Remobilisés en 2015, après 20 ans d’absence, seuls 400 soldats ont été recrutés au sein de la PNH. Pourtant la PNH n’est pas seule. Elle reçoit l’aide des Forces armées d’Haïti et contient des unités spécialisées dont l’UDMO et le Swat.

Selon l’Office national des Nations unies contre la drogue et le crime (ONUDC), dans son dernier rapport sur le trafic illégal d’armes en Haïti, les gangs s’approvisionnent en munitions grâce au trafic d’armes illicite. Ils disposent d’armes sophistiquées comme des AK-47 russes, AR-15 fabriqués aux États-Unis et fusils d’assaut israéliens, Galil. La plupart de ces armes viennent des États-Unis. Les groupes armés facilitent leur entrée dans le pays en occupant des zones stratégiques comme des ports et des routes.

Conséquences humanitaires néfastes

La détérioration de la situation sécuritaire et le quasi-effondrement des services de base plongent des millions d’Haïtiens dans un état de vulnérabilité profonde. Un rapport produit par le Bureau de la coordination des affaires humanitaires des Nations unies (OCHA) illustre bien la situation actuelle à laquelle la majorité de la population haïtienne fait face.

Plus de 89 000 personnes vivent dans 87 sites de déplacement. Parmi elles, 54 % sont des femmes et 34 % sont des enfants. 44 % de la population haïtienne souffrent d’insécurité alimentaire aiguë. Les affrontements ont perturbé l’accès à la nourriture et aggravé la situation déjà précaire. Avec la détresse des services de santé (L’Hôpital de l’Université d’État d’Haïti est fermé depuis le 30 mars et l’Hôpital universitaire de la Paix est débordé), l’accès aux médicaments devient difficile et rare. Nathalie, une septuagénaire, affirme ne plus pouvoir se procurer de médicaments. La seule pharmacie proche de chez elle, située près de l’Hôpital de l’Université d’État d’Haïti a été, elle aussi, la cible d’attaques de bandes criminelles.

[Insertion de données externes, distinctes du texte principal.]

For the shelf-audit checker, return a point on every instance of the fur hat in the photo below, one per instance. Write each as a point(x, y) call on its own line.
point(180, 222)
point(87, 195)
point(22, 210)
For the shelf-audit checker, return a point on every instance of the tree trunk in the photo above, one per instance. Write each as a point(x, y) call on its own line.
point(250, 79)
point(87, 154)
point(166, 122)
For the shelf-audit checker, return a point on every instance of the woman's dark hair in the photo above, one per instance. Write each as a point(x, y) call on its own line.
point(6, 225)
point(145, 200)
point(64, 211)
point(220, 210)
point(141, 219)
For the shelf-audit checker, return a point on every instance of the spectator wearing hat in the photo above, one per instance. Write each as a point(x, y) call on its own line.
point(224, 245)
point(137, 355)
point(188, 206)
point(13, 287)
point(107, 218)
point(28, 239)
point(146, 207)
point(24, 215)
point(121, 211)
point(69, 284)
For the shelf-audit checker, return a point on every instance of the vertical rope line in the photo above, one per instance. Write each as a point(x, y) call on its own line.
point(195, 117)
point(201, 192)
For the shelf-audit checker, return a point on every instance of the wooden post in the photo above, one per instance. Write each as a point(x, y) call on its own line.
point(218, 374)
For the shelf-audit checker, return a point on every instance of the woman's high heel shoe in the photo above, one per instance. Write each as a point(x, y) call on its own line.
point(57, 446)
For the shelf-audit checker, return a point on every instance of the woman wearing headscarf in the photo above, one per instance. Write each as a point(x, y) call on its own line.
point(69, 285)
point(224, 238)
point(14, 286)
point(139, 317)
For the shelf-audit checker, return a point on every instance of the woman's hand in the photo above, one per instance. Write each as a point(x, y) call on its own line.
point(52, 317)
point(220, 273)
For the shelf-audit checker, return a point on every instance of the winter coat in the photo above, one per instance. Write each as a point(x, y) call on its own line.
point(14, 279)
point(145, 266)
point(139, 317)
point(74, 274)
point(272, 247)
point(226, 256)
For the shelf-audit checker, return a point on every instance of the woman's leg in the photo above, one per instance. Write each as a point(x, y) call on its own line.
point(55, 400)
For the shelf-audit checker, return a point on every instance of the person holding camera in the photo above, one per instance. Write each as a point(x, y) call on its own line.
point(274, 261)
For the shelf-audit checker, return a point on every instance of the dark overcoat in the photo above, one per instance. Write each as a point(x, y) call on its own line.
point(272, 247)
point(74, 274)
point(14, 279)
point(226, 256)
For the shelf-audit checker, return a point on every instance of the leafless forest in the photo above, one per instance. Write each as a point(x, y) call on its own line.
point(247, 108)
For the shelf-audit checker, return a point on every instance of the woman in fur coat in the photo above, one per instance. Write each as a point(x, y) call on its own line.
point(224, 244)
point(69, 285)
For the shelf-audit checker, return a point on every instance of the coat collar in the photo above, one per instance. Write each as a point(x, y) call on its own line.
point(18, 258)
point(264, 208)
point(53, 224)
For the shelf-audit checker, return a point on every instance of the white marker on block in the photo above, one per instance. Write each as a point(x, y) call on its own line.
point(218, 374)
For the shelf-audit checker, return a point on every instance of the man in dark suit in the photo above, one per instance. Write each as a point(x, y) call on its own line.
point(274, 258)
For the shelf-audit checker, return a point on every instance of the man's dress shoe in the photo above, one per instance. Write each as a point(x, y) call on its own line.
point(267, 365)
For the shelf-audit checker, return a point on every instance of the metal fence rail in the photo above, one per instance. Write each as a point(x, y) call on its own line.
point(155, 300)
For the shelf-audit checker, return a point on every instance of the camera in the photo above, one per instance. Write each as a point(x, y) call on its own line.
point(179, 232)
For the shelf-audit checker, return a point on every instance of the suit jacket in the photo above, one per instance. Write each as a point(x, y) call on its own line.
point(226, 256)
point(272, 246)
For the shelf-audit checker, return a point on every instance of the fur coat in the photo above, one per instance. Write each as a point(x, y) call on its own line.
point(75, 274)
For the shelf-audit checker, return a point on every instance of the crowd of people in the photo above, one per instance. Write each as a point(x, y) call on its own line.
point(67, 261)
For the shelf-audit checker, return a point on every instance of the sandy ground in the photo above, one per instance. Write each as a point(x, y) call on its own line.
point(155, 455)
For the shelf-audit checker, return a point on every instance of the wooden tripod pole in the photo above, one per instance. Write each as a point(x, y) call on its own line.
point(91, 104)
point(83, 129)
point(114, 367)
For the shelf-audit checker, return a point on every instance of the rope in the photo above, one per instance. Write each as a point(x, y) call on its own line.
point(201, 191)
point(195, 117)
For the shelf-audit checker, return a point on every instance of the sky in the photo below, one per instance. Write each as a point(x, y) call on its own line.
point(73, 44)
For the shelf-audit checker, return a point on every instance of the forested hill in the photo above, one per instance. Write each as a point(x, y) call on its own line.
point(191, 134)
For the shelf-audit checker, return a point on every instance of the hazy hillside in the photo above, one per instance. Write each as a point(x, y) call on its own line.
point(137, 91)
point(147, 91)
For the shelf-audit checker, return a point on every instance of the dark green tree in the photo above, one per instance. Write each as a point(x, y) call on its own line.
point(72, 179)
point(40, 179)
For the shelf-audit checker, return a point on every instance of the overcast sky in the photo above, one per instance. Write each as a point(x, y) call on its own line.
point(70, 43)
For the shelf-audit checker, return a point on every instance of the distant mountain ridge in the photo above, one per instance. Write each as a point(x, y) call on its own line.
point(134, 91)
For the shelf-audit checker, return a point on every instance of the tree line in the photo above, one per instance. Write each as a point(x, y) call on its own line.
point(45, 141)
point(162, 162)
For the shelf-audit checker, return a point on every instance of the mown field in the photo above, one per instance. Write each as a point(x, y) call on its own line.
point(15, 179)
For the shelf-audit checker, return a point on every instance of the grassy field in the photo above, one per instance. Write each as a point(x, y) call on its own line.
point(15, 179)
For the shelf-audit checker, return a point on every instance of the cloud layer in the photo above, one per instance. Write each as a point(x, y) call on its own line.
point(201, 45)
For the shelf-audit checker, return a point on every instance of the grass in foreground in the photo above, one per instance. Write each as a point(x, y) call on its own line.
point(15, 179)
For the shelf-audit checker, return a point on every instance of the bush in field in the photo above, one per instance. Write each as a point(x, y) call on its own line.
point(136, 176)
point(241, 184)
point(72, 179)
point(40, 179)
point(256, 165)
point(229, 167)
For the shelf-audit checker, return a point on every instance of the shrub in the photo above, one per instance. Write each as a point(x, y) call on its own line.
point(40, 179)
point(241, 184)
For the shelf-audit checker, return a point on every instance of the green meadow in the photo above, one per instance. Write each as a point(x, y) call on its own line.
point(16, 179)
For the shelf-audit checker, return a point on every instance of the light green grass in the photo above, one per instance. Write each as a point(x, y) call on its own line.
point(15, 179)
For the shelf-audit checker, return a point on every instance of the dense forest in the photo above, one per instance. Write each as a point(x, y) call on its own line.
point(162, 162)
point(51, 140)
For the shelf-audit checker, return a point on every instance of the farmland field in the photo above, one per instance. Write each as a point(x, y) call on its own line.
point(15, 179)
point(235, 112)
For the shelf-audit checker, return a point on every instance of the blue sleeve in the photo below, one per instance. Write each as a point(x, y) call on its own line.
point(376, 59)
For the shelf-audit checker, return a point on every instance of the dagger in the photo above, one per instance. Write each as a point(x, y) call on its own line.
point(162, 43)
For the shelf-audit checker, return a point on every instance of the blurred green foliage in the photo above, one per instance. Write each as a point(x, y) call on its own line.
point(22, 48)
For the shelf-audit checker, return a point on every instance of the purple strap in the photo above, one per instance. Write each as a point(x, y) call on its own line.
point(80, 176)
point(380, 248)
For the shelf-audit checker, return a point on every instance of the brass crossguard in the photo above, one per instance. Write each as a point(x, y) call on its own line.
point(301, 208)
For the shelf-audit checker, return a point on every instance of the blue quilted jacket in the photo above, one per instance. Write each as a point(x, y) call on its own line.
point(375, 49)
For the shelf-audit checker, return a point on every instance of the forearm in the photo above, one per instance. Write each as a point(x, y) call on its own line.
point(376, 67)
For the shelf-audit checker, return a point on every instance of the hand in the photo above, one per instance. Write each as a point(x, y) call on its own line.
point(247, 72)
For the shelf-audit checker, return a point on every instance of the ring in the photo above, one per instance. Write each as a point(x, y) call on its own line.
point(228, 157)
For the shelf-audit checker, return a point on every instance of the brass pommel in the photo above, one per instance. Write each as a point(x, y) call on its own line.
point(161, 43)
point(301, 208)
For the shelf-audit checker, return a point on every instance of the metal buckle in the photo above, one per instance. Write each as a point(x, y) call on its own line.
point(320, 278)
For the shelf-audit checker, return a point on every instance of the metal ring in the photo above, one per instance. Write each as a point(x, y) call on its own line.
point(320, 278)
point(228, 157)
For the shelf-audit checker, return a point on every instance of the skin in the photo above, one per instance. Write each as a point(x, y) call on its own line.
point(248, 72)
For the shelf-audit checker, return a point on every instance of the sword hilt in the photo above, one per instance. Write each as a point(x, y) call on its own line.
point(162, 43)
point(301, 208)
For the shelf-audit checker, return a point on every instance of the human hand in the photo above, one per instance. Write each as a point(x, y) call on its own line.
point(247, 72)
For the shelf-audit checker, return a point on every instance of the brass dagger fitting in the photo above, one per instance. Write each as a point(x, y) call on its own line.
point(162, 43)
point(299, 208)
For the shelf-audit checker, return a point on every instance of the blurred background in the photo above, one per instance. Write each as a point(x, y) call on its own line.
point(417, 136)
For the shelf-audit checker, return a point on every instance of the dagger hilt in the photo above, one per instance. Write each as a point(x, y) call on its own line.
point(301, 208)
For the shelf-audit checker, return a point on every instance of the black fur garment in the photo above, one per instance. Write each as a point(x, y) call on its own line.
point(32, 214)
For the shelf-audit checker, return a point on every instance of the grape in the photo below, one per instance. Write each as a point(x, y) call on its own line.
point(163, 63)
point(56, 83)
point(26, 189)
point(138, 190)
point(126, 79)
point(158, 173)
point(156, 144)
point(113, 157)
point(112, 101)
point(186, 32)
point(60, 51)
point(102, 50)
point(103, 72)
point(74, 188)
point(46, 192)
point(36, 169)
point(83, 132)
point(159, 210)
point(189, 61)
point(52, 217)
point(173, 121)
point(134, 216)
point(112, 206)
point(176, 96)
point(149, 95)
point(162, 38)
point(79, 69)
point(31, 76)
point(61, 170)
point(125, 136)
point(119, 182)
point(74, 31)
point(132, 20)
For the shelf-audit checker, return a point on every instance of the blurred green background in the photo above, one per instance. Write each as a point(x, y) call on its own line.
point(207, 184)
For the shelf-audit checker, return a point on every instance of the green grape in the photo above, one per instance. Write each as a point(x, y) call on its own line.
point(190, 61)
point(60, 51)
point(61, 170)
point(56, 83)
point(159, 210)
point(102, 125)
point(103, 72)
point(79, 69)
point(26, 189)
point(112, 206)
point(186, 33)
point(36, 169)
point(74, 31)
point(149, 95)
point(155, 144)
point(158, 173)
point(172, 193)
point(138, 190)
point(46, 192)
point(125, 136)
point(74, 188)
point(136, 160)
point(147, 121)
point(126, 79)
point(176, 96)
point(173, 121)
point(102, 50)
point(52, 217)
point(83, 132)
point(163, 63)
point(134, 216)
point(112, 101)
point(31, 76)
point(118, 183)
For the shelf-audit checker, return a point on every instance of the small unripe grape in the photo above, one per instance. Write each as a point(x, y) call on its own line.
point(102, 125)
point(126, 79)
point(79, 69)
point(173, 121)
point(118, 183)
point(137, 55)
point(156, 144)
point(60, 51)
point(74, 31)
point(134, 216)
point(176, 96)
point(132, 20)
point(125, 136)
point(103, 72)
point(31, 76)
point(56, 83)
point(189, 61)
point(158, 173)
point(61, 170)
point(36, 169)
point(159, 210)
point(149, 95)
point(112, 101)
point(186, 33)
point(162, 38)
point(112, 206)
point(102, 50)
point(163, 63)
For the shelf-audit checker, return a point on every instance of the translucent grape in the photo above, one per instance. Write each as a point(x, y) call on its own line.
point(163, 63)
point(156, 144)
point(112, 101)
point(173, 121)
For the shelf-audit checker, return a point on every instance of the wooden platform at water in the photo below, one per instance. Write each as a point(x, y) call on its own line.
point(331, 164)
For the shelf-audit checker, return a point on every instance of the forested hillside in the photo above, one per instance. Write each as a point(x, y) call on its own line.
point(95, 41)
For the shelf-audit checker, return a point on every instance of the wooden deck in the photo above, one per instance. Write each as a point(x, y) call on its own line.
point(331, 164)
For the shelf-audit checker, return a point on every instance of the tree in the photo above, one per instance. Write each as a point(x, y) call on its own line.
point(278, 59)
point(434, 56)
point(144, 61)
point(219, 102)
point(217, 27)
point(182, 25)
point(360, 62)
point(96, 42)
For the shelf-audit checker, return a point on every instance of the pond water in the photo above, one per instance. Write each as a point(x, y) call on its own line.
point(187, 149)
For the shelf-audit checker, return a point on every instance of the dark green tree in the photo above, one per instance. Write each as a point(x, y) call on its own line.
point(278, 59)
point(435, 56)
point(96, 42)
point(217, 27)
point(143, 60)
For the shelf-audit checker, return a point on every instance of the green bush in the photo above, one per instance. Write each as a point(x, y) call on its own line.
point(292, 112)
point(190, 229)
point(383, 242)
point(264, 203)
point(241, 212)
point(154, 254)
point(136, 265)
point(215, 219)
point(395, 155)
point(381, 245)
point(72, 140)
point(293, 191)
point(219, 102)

Rappelons-le, l’insécurité fait rage dans le pays depuis la mort du président Jovenel Moïse, en 2021. Depuis lors, le pays a été le théâtre d’innombrables cas d’enlèvements, de meurtres, d’actes criminels et violents dont la population civile en est la principale victime. Pour faire face à cette insécurité grandissante, le gouvernement d’Ariel Henry avait appelé à l’aide les Nations Unies et des pays amis. Ils se sont entendus, après plusieurs négociations, sur l’envoi d’une force multinationale dirigée par le Kenya. Cependant, la mission a été suspendue le 12 mars dernier avec la démission du Premier ministre.

Toujours à l’affiche, l’insécurité s’amplifie avec la concrétisation de plusieurs promesses faites par les gangs armés telles que l’attaque contre le Pénitencier National de Port-au-Prince occasionnant l’évasion de 4 000 prisonniers. En réponse, la PNH a pu démanteler certains foyers de gangs, récupérer certaines zones et quelques munitions. Insuffisant ! Actuellement, le pays est bloqué, en attente de la mise en place d’un Conseil présidentiel. Projet qui, jusqu’à présent, avance à pas de tortue.